In recent years, the Islamic fundamentalists have tried to get these social customs, universal in Muslim villages, adopted in Cairo. For example, they insist that on campuses men and women should not sit next to each other in classrooms and that courses should be scheduled to permit time for noon prayers. Cairo streets, even in the central business district, now are strewn with mats at Friday prayer time to accommodate the swelling numbers of faithful. At the universities, where once girls wore Western dresses, about half of them now appear in the long, drab gowns of village women, their hair tucked beneath scarves.

Egyptian President Hosni Mubarak has said his main priority now will be to seek reconciliation with those who politically opposed Sadat. In fact, on Nov. 25 he made the gesture of releasing 31 politicians and others who had been critical of Sadat. They had been jailed by the late Egyptian President in a crackdown of religious extremists and political opponents in September.

The question is how to separate ''extremist'' Muslims from ''moderate'' Muslims.

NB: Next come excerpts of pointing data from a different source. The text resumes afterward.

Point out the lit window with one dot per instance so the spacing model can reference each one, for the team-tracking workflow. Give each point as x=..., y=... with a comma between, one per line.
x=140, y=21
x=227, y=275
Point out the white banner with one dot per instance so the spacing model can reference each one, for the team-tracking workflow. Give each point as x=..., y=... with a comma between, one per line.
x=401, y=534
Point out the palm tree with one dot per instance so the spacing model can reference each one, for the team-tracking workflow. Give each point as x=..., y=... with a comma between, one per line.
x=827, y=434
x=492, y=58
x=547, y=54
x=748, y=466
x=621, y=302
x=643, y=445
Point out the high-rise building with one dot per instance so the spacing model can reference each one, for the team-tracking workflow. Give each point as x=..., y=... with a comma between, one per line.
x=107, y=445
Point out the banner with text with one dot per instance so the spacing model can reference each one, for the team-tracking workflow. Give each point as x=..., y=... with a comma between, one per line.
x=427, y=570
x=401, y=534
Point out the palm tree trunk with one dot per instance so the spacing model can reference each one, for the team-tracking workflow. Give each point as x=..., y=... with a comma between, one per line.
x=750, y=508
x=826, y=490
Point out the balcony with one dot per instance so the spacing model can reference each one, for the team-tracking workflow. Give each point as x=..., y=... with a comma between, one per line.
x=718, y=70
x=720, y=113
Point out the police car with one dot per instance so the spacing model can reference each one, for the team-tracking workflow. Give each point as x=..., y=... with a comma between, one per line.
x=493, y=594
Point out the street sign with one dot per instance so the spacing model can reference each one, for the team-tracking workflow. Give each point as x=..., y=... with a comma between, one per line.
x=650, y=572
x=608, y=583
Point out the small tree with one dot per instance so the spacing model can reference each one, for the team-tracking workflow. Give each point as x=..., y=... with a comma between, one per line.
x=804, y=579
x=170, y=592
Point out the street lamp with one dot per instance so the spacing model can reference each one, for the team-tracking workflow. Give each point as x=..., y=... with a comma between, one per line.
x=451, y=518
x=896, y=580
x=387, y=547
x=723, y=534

It is a problem Anwar Sadat didn't solve. He was at home both in Westernized Cairo and in the villages. In a 1976 interview with this writer, Sadat warned those who sought to Westernize too fast to ''look to our community, our people, and our heritage.'' He understood the stresses on Egypt's Muslims and said, ''Egypt should return to the main principles of our Islamic heritage.''

What Sadat feared did seem to happen to the upper middle class, who pursued Western life styles with surprising vigor. What he did not seem to anticipate was that the vast majority of Egyptians, denied the opportunity to Westernize themselves and perhaps lacking any desire to, would retreat rather fanatically to the certainties of traditional Islamic culture.

But many suspect that after the Iranian revolution, Sadat well understood what was happening. In the past year or so, he had begun to stress his first name. He was ''Muhammad Anwar Sadat.'' And the allusions to Islamic values grew in his speeches.

The dilemma now is whether growth that is fast enough to relieve the poverty of Egypt's rapidly rising population is so fast that it causes unbearable strains on Islam.